I used the Go at various brightness settings and always with the Wi-Fi and Bluetooth radios on. Whether I was browsing the net or watching Netflix, the Pixelbook kept running and running and running. My worst result was 10.5 hours, while my best was 11.4 hours. That’s pretty near Google’s rated uptime of 12 hours.
The Pixelbook Go kept me productive and working from 8AM to 6PM.
In any event, the Pixelbook kept me productive and working from 8AM to 6PM on multiple days. That’s sufficient for me personally, as it’s a lot more than double the battery life I’m getting with my MacBook Pro nowadays. Streaming media was about the only activity that squeezed more juice from the battery.
For accelerated charging, plugging the Pixelbook Go in to the included charger for 20 minutes gives you about two hours of battery life. That’s enough to complete a gathering or a lecture.
Chrome OS 78
Chrome OS is Chrome OS, which is to state it’s the same across all Chromebooks. There aren’t manufacturer-created UI skins just how there are for Android phones. As noted earlier, the Pixelbook Go was running Chrome 77 when it arrived and it automatically updated to Chrome 78 after several days. These updates certainly are a good thing, since it means Google is keeping the platform secure. It’s section of the pitch behind Chrome OS, and is the reason why Chrome OS is trusted by schools.
All you have to do is register together with your Google account and you’re all set. If you’ve taken enough time to create the Chrome browser on any other machine, your bookmarks and settings are quickly mirrored on the Chromebook. A small number of Chrome OS apps, including the Google Calendar, are up to speed, though most run in the browser itself. You can edit photographs in Snapseed or Lightroom, or edit Microsoft Word and Excel documents in the browser.
The Pixelbook Go supports Android apps, and the Google Play Store is preloaded. There, you can get apps, games, and other content to download. Generally, Android software run in small, phone-shaped windows on the desktop, making interacting with them significantly less than ideal.
Chrome OS is incredibly lightweight and was designed that way deliberately.

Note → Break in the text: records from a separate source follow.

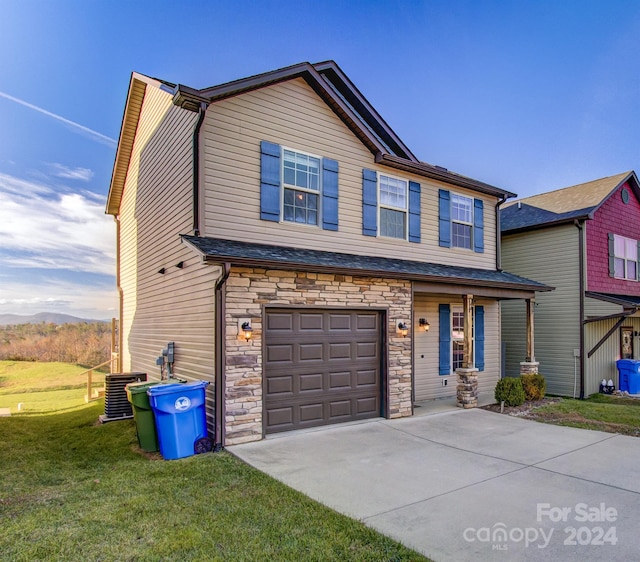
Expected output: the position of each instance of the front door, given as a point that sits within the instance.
(626, 343)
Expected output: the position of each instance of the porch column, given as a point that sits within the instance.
(467, 390)
(530, 365)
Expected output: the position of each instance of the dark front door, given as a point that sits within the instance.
(321, 367)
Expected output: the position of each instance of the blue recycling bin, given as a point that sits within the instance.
(179, 412)
(629, 375)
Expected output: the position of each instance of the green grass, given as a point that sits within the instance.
(43, 387)
(72, 489)
(602, 412)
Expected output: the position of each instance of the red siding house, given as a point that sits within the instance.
(585, 241)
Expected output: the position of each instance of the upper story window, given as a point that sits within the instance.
(296, 187)
(625, 257)
(390, 206)
(393, 207)
(461, 221)
(301, 187)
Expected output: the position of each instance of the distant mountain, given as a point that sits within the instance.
(47, 317)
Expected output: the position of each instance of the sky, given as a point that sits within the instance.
(525, 95)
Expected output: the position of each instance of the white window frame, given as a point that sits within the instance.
(404, 210)
(629, 246)
(453, 309)
(284, 186)
(465, 223)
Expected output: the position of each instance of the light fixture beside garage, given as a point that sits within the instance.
(244, 329)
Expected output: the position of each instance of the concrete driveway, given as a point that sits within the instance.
(471, 484)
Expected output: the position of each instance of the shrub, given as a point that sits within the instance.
(535, 386)
(510, 391)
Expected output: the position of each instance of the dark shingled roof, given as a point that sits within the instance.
(525, 216)
(279, 257)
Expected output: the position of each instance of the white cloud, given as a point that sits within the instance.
(42, 228)
(77, 299)
(95, 135)
(61, 171)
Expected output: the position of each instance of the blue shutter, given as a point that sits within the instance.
(369, 203)
(445, 339)
(444, 203)
(479, 337)
(612, 260)
(478, 226)
(329, 194)
(269, 181)
(414, 211)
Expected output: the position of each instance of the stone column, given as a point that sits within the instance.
(467, 387)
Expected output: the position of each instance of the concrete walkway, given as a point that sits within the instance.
(471, 484)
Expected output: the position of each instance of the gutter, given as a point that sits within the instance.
(499, 234)
(116, 218)
(196, 168)
(580, 227)
(220, 335)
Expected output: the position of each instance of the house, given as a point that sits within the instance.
(585, 241)
(299, 256)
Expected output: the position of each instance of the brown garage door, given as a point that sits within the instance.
(321, 367)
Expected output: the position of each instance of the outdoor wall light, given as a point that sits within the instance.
(246, 330)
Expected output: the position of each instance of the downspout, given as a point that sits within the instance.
(220, 332)
(580, 228)
(499, 235)
(120, 295)
(196, 169)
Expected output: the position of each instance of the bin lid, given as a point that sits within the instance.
(139, 387)
(159, 390)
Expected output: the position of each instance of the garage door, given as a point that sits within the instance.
(321, 367)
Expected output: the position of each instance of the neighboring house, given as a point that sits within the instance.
(585, 241)
(283, 202)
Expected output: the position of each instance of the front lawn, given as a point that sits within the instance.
(614, 414)
(72, 489)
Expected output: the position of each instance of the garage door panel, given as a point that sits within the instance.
(311, 321)
(311, 382)
(321, 367)
(310, 352)
(280, 353)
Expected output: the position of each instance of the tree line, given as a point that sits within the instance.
(86, 343)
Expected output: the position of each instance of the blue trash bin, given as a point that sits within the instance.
(629, 375)
(179, 411)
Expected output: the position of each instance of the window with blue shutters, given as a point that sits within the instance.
(460, 221)
(451, 334)
(298, 187)
(390, 206)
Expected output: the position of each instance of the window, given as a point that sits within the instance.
(461, 221)
(301, 184)
(625, 257)
(457, 339)
(393, 207)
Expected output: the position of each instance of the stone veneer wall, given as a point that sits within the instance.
(248, 289)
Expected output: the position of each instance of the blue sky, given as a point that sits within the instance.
(525, 95)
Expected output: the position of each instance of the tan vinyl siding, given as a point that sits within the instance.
(427, 381)
(550, 256)
(292, 115)
(156, 208)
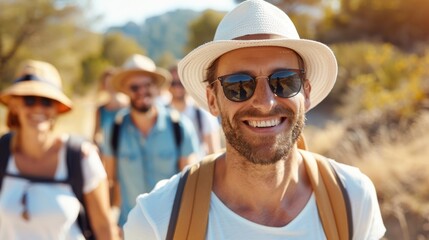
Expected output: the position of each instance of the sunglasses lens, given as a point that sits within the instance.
(285, 84)
(176, 84)
(46, 102)
(29, 101)
(238, 87)
(134, 88)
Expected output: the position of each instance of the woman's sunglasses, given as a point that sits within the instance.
(240, 87)
(31, 101)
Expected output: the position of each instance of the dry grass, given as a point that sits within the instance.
(396, 161)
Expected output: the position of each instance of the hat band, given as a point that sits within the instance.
(32, 77)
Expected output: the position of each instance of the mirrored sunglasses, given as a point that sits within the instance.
(240, 87)
(31, 101)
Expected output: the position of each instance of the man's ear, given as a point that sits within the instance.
(307, 90)
(212, 101)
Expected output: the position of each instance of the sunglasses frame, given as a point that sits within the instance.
(300, 72)
(31, 101)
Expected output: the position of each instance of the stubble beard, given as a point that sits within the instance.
(274, 149)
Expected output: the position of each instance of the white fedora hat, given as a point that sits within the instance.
(259, 17)
(37, 78)
(140, 64)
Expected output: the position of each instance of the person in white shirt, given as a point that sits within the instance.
(36, 200)
(206, 125)
(261, 78)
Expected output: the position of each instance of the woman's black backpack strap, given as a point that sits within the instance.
(4, 154)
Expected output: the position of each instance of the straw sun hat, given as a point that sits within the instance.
(259, 17)
(37, 78)
(139, 64)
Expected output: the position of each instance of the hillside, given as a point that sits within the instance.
(161, 34)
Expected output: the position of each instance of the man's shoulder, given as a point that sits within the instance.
(357, 184)
(161, 197)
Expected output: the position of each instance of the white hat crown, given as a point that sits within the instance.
(255, 17)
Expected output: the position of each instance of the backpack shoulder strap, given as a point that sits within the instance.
(192, 215)
(4, 154)
(198, 114)
(175, 119)
(114, 139)
(332, 200)
(74, 157)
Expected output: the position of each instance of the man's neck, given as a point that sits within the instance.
(270, 195)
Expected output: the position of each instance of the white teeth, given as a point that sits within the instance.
(38, 117)
(267, 123)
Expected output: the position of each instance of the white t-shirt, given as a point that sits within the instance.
(151, 215)
(53, 208)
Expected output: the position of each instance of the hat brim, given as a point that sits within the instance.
(40, 89)
(320, 65)
(160, 76)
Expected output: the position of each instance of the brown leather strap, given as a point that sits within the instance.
(194, 208)
(302, 144)
(329, 197)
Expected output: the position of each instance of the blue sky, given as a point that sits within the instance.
(119, 12)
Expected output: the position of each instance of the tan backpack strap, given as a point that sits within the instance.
(329, 196)
(302, 144)
(195, 204)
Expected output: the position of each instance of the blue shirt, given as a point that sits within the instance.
(145, 160)
(107, 117)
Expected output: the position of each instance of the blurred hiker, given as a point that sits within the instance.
(46, 176)
(112, 102)
(151, 142)
(206, 125)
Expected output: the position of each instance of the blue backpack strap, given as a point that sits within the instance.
(177, 130)
(198, 114)
(75, 178)
(4, 154)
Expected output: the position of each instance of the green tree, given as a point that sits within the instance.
(203, 29)
(117, 48)
(50, 30)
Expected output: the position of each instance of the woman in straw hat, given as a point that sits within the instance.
(32, 209)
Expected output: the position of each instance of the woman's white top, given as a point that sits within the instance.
(53, 208)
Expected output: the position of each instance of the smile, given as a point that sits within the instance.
(265, 123)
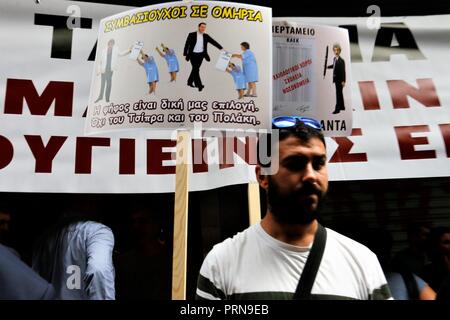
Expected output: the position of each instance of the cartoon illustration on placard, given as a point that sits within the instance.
(195, 50)
(338, 67)
(250, 68)
(171, 59)
(107, 65)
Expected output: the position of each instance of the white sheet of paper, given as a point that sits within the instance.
(223, 61)
(137, 47)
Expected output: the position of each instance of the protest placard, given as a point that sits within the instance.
(171, 83)
(312, 74)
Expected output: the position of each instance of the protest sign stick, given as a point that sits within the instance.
(179, 258)
(254, 206)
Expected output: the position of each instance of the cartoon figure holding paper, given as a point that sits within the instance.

The Pixelbook Go does it justice.
Google Pixelbook Go review: The verdict
Despite the lingering selling point of the initial Pixelbook, it remains a too-expensive device right now. The Pixelbook Go is an improved all-around value in comparison with its predecessor, nonetheless it is hard to justify the purchase price taking into consideration the wealth of options available in the market.
The wonderful design, materials, and construction are surely highlights here, as will be the crisp display, and robust performance. If they are worth the purchase price premium to you, you then won’t be disappointed. More budget-conscious buyers will see their needs easily fulfilled by lesser Chromebooks.
This concludes our Google Pixelbook Go review. What do you consider? Are you enthusiastic about Google’s latest Chromebook? Make sure you let us know.